Key Highlights
- Merck KGaA reported Q1 net earnings of €669 million, representing a 9.4% year-over-year decline, yet delivered earnings per share of €2.11, surpassing analyst expectations of €1.99.
- Revenue decreased 2.8% to €5.13 billion, exceeding the consensus estimate of €5.09 billion.
- Management elevated its 2026 adjusted EBITDA forecast to a range of €5.7–€6.1 billion from the previous €5.5–€6.0 billion projection.
- The Electronics segment emerged as a key growth driver, fueled by robust demand for materials supporting AI and advanced computing applications.
- The anticipated arrival of generic versions of Mavenclad, a multiple sclerosis treatment, was postponed from March to May, providing additional revenue protection for the Life Science division.
Merck KGaA delivered first-quarter results on Wednesday that exceeded lowered expectations, sending shares up 8% to levels not seen in two months. While profitability declined year-over-year, the pharmaceutical and technology giant outperformed on both bottom-line and top-line metrics.
The company reported net earnings of €669 million, marking a 9.4% decrease compared to the prior-year quarter, translating to €2.11 per share — comfortably above the €1.99 consensus forecast. Revenue fell 2.8% to €5.13 billion, narrowly beating analyst projections of €5.09 billion. Currency fluctuations created headwinds, though core business momentum proved more resilient than anticipated.
Investors reacted positively to management’s decision to increase its full-year 2026 financial targets.
The revised adjusted EBITDA guidance now stands at €5.7 billion to €6.1 billion, an upgrade from the earlier €5.5 billion to €6.0 billion range.
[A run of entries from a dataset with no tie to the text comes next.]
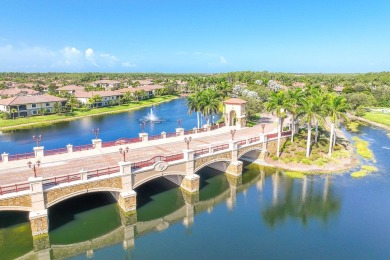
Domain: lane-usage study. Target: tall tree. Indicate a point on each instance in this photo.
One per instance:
(277, 104)
(336, 107)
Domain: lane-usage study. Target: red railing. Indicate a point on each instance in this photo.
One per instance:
(84, 147)
(56, 151)
(168, 135)
(270, 136)
(15, 157)
(220, 147)
(154, 137)
(14, 188)
(241, 142)
(155, 159)
(104, 171)
(61, 179)
(188, 132)
(254, 139)
(201, 151)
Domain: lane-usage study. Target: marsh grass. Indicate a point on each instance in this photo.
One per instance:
(362, 149)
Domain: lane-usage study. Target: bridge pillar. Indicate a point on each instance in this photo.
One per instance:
(69, 147)
(38, 216)
(97, 143)
(39, 154)
(144, 137)
(4, 157)
(190, 183)
(179, 131)
(128, 201)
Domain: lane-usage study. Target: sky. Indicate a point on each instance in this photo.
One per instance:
(200, 36)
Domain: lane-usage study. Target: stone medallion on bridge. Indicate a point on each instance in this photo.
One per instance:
(57, 194)
(203, 161)
(17, 202)
(249, 148)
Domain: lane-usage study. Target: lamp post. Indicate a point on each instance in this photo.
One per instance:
(34, 167)
(142, 125)
(37, 139)
(96, 132)
(124, 152)
(188, 141)
(232, 132)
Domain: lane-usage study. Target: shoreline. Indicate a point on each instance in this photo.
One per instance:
(369, 122)
(6, 129)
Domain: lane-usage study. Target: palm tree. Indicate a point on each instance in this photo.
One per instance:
(336, 107)
(13, 111)
(311, 113)
(277, 104)
(293, 104)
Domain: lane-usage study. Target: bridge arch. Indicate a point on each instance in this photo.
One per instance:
(15, 208)
(149, 176)
(70, 195)
(220, 167)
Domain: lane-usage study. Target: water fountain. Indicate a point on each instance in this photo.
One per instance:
(151, 117)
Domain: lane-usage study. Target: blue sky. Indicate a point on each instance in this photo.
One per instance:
(195, 36)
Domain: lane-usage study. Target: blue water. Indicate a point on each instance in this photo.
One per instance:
(112, 127)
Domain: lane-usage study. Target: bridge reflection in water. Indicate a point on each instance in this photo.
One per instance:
(215, 188)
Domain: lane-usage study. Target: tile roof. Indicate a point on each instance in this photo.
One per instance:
(235, 101)
(24, 100)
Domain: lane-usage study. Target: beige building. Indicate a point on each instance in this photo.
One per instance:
(30, 105)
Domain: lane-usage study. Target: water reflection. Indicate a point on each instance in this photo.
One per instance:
(94, 221)
(300, 199)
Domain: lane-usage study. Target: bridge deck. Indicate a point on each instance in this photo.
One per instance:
(57, 165)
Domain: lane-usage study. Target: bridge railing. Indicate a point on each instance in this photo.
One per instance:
(55, 151)
(150, 162)
(53, 181)
(220, 147)
(21, 156)
(103, 171)
(14, 188)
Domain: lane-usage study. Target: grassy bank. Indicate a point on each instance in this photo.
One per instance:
(39, 121)
(378, 117)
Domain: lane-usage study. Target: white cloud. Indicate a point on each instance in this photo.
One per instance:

Revenue projections for the year were established at €20.4 billion to €21.4 billion. The outlook for organic sales growth was improved to 0%–3%, up from the previous -1% to 2% forecast.
Electronics Segment Shines Bright
Merck’s Electronics division delivered an impressive quarterly performance. Strong demand for specialized materials used in cutting-edge semiconductor manufacturing — especially those supporting AI infrastructure and high-performance computing applications — generated robust revenue growth.
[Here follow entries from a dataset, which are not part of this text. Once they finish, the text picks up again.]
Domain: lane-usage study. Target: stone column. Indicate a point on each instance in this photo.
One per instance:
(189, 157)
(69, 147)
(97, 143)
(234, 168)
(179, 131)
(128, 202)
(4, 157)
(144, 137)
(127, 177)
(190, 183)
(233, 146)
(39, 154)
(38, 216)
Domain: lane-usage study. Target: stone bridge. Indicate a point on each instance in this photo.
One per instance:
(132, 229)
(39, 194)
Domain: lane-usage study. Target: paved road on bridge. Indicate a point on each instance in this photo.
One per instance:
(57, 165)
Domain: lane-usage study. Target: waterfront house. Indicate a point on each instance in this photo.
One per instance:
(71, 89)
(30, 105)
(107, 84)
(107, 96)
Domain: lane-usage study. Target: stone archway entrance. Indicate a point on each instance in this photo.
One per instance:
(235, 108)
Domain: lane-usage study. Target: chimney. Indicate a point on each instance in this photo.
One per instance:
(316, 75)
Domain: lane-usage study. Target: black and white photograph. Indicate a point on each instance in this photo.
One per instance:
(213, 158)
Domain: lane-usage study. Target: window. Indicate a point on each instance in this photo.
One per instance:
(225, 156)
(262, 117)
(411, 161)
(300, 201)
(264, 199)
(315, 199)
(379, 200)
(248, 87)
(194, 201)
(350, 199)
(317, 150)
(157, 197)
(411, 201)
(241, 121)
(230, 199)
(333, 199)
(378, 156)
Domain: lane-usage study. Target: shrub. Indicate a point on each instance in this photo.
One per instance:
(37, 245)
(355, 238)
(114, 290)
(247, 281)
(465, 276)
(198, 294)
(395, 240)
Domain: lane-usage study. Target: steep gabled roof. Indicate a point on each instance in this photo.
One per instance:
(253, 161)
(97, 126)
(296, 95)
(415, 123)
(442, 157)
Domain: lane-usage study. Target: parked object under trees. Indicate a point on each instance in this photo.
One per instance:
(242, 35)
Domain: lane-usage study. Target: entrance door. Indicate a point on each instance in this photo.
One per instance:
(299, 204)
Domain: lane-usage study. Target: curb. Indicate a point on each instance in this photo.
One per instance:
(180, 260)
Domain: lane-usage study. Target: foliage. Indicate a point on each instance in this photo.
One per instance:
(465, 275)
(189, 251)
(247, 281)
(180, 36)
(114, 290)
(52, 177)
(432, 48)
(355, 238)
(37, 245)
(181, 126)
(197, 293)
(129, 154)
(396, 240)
While this trend has been building for some time, the ongoing AI boom continues to provide sustained momentum for this business unit.
Adjusted EBITDA for the first quarter reached €1.53 billion, declining only 0.3% and significantly exceeding the analyst consensus of €1.46 billion.
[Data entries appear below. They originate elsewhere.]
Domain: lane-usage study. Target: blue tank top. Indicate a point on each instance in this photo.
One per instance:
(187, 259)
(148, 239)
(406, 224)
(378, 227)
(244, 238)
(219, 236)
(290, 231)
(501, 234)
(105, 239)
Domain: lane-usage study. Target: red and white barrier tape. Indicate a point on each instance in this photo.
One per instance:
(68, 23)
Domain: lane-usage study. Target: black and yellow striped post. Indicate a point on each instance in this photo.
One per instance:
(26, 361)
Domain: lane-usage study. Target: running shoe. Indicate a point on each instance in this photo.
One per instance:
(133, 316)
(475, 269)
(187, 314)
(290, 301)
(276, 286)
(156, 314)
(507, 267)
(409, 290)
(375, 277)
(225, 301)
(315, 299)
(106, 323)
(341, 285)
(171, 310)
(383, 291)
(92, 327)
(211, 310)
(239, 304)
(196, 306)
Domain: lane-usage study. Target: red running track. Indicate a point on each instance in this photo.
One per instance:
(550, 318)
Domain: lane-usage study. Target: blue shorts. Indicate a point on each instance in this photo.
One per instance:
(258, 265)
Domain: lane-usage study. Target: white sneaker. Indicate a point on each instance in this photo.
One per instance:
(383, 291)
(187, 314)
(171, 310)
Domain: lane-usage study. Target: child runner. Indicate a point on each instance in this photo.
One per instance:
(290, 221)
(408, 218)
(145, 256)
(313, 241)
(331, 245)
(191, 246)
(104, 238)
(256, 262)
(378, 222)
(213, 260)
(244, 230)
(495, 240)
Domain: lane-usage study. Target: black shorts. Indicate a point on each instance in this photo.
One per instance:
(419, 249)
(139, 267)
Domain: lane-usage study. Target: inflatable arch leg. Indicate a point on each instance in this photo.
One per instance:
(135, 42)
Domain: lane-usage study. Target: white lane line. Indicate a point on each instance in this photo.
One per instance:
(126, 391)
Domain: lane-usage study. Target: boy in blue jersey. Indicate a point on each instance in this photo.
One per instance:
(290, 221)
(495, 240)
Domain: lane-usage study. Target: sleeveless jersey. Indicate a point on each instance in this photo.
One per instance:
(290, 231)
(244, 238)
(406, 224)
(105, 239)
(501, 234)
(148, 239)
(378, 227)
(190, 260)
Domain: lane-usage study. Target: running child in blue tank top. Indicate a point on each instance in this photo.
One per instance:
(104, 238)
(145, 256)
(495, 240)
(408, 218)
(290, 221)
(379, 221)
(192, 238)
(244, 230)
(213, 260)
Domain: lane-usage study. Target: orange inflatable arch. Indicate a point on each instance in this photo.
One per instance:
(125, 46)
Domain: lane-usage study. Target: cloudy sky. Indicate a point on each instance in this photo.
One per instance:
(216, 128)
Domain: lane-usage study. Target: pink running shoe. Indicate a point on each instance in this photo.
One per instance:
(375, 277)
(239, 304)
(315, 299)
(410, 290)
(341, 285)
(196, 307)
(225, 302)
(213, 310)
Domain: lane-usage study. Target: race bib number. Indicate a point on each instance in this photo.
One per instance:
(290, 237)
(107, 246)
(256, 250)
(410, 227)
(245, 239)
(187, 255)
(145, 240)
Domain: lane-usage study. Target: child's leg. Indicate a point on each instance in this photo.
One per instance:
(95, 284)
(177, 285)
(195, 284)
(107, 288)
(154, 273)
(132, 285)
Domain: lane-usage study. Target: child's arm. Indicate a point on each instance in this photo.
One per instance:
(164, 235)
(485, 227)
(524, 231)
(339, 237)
Life Science Receives Reprieve
The Life Science segment also delivered results that topped forecasts. Sales increased 8.3% on a currency-adjusted basis, partially attributed to one customer establishing a new distribution facility and others building inventory buffers amid supply chain challenges stemming from the Iran conflict.
Merck had earlier cautioned that revenues from Mavenclad, its multiple sclerosis medication, would face pressure starting in March when generic alternatives entered the U.S. market. This timeline has since been extended to May, providing the division with several additional weeks of uncontested sales.
To compensate for eventual Mavenclad revenue erosion, the company is banking on treatments for uncommon cancers obtained through its $3.9 billion acquisition of SpringWorks Therapeutics completed last year.
Morgan Stanley analyst Thibault Boutherin indicated he anticipates Merck will outperform peers following the strong Q1 showing, noting that implied full-year figures, incorporating improved foreign exchange conditions, point to roughly 1% upside versus consensus EBITDA and EPS projections.
These results also represent an encouraging start for newly appointed CEO Kai Beckmann, who was elevated from his previous role leading the electronics business earlier this month.
Organic earnings per share guidance was upgraded to €7.50–€8.20 from €7.10–€8.00, while the EBITDA organic growth outlook improved to -2% to 2% from the earlier -4% to 1% range.